Research — June 8, 2026

Monthly Asian equity revenues hit all time highs

  • Market revenues increase by 43% YoY to $1.7B
  • Asian equity revenues surpass those of the Americas for the second consecutive month
  • EMEA and APAC equity special revenues soar
  • Rate uncertainty supports Government bond borrowing
Global Securities Finance Snapshot May 2026

Securities lending revenues surpassed $1.7billion during the month of May, the highest monthly total of the year so far and a 43% increase when compared with May 2025.  H1 revenues also surpassed those seen in 2025 by 6.5% with June still to account for.  Average fees climbed 6% year-on-year to 49bps as balances continued to grow, topping $4.1trillion.  Average balances for May 2026 were approximately $1.1billion higher than those seen in May 2025.

Across the equity markets, Asian equity revenues surpassed those of the Americas for the second month in succession, growing by 113% year over year to $487million.

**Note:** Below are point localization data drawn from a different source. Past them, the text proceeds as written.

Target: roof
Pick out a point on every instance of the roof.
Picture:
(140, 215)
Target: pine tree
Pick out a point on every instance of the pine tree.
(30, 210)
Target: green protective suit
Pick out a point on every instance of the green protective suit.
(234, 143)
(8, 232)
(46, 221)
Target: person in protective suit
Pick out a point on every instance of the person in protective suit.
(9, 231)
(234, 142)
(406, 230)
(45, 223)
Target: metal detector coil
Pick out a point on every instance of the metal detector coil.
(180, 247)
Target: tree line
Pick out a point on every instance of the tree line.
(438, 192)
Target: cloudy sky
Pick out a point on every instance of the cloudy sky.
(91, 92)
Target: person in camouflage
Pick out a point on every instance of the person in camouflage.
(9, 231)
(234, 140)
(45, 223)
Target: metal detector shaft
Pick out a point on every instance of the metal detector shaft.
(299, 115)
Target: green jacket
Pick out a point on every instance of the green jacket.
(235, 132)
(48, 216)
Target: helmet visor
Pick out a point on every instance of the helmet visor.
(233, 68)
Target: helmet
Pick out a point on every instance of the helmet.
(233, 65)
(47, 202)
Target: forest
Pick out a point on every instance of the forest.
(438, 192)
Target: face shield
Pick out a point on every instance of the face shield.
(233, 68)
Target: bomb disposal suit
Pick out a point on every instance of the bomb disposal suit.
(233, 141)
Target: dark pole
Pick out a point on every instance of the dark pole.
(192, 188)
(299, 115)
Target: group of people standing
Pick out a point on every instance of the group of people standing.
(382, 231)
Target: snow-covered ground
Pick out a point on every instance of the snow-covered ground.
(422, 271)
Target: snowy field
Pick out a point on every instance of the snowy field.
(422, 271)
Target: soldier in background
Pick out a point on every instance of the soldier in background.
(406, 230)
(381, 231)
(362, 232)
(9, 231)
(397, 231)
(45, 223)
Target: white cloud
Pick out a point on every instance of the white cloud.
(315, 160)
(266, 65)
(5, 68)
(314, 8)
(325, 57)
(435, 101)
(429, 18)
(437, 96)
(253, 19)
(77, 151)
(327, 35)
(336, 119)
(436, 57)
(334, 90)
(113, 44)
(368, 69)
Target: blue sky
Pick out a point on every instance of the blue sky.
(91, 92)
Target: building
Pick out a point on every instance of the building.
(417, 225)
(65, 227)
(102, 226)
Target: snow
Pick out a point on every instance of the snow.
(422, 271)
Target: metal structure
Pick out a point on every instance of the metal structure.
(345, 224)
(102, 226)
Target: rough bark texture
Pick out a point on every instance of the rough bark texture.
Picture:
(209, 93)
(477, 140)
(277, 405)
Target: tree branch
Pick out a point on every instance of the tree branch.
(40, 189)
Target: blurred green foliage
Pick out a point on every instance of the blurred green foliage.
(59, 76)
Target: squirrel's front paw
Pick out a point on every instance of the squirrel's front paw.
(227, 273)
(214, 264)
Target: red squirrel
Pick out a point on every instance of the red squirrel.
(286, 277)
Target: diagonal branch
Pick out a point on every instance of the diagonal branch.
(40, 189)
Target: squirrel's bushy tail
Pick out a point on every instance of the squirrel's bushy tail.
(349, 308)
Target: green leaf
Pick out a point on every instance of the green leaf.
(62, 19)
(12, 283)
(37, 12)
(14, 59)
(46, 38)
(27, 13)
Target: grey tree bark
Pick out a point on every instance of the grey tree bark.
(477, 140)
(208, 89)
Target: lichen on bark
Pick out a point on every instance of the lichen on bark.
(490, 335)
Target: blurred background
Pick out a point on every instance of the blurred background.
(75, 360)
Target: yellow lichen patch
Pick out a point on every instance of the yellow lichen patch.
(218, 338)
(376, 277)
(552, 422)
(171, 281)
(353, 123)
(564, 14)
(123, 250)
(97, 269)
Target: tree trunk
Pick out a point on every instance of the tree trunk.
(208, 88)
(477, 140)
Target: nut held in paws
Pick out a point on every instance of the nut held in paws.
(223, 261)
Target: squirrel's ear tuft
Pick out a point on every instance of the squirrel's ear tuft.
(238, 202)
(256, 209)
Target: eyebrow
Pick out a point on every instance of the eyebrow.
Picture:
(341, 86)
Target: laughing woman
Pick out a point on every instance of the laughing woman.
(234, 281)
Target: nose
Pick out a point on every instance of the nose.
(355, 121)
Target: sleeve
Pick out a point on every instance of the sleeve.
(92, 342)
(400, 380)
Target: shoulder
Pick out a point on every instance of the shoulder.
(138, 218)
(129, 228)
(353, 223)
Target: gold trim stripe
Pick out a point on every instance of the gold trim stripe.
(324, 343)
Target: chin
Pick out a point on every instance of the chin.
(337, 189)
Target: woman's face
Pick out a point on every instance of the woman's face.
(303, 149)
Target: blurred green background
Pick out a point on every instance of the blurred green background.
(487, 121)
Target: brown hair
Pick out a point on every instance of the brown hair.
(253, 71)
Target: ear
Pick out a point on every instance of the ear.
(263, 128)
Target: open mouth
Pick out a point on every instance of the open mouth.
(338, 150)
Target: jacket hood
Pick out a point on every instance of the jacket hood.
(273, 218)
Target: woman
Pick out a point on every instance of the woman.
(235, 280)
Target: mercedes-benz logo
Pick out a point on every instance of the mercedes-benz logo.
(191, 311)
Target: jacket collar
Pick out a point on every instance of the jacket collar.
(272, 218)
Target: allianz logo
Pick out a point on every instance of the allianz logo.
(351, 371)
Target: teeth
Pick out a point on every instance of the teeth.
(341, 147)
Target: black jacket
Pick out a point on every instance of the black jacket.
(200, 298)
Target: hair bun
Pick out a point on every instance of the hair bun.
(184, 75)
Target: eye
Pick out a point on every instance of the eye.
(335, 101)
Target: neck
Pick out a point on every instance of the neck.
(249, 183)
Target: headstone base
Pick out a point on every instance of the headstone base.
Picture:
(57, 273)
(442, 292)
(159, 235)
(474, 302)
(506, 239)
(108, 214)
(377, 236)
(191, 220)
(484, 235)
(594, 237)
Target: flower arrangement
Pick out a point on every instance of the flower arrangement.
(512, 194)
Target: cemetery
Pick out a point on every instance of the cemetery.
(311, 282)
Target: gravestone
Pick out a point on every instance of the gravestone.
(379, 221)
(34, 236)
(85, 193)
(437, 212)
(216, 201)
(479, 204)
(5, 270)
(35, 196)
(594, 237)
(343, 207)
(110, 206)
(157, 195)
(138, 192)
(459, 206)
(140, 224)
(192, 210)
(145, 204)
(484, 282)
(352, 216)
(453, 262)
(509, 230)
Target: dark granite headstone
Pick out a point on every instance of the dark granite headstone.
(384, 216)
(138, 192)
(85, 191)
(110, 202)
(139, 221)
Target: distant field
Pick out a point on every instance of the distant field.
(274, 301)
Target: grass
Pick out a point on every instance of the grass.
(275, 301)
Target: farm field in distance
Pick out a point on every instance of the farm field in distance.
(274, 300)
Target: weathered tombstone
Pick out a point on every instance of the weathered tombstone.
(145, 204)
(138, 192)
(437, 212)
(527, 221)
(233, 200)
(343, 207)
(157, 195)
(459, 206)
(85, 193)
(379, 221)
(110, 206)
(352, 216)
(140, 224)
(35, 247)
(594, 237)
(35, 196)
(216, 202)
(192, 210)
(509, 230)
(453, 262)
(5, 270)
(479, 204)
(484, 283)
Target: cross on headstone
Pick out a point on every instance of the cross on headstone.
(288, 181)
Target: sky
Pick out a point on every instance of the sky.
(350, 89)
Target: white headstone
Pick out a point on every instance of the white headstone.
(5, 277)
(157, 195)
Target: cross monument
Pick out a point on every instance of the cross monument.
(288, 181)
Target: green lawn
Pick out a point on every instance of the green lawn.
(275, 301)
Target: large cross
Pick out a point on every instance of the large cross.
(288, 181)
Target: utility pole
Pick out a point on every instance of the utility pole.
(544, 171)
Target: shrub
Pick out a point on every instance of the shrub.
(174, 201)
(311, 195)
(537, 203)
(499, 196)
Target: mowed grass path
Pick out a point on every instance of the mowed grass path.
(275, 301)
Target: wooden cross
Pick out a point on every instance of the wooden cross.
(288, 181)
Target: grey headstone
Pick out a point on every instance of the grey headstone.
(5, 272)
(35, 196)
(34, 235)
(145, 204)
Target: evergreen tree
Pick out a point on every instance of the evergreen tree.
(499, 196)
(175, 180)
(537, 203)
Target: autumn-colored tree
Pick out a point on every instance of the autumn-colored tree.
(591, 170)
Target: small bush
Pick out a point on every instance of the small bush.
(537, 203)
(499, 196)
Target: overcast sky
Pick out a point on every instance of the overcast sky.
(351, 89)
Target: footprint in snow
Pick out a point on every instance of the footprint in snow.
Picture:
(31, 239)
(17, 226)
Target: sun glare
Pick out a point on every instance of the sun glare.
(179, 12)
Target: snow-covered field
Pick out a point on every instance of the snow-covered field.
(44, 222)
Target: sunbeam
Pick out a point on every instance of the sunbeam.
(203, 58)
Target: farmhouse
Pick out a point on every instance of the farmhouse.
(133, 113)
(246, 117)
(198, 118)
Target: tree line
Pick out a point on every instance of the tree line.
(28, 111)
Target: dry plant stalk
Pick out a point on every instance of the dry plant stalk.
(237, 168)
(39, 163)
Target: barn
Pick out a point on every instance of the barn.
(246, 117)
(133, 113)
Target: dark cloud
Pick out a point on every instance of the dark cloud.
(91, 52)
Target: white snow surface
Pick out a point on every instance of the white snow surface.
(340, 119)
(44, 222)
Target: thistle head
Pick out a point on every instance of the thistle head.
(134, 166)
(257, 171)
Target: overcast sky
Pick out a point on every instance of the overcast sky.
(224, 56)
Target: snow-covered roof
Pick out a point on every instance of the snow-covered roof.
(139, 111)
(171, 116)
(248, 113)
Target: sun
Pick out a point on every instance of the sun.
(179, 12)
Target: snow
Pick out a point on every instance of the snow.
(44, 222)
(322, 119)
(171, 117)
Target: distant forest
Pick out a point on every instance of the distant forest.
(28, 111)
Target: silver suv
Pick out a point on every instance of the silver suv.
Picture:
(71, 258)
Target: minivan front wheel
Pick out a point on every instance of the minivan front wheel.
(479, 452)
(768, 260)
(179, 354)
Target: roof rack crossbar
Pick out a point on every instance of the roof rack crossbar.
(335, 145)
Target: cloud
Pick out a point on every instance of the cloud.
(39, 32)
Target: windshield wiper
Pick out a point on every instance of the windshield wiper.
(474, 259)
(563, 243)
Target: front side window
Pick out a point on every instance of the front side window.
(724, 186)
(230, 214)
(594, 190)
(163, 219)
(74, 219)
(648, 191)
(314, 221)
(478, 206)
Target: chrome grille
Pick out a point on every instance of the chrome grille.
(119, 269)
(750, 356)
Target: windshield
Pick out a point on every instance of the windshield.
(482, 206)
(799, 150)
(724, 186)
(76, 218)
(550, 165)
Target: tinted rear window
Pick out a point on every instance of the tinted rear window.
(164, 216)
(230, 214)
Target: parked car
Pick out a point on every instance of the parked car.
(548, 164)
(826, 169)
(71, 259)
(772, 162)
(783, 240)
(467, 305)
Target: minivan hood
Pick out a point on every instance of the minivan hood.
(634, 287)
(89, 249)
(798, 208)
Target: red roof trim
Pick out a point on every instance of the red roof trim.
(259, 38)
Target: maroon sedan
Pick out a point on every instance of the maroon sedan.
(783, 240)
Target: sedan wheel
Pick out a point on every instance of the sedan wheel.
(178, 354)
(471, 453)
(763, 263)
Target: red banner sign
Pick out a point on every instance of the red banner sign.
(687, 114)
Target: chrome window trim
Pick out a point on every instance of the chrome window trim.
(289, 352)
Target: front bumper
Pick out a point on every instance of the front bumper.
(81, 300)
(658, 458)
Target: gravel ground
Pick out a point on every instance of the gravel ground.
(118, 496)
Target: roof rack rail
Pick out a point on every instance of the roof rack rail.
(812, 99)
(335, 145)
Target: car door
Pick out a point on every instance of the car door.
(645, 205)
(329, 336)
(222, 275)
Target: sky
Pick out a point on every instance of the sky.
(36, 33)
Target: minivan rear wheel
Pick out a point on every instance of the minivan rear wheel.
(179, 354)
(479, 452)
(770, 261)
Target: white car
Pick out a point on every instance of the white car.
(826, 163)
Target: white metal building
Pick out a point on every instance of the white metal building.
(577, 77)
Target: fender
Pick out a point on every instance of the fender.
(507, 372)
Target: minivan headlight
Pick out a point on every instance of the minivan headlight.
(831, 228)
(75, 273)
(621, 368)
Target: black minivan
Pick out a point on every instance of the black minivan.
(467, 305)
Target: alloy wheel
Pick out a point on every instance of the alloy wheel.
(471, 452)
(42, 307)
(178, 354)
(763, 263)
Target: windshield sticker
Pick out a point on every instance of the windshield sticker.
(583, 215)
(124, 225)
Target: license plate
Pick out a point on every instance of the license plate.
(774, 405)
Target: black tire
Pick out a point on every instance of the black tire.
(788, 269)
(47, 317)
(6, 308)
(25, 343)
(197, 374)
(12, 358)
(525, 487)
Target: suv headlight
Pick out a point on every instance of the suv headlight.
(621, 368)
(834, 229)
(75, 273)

Americas equities suffered from a 25% year on year decline in average fees which weighed upon revenues.  EMEA equity revenues continued to improve, growing 55% year on year to $266 million.  Average fees and balances both trended higher which supported returns.  The increase in balances was roughly double the size of the percentage increase in lendable supply year over year, which suggests stronger demand and more limited supply.

ETFs continued to show strong demand throughout the month as geopolitical events and AI investment themes remained key drivers of financial news.  Revenues increased 81% to $162million during the month of May as average fees remained elevated.

Across fixed income markets, inflationary pressures as a result on the ongoing disruption in energy markets and the subsequent uncertainty being seen in future interest rate decisions, pushed government bond revenues to some of the highest levels seen for many months.  The asset class generated $254.3 million throughout May as average monthly balances surpassed $1.7trillion.  utilisation rates shifted higher as a result, surpassing 23.9%. 

Corporate bonds benefited from similar tailwinds throughout the month as revenues increased month on month to $99 million.  Average fees remained flat when compared with April, but balances continued to grow, lifting revenues higher.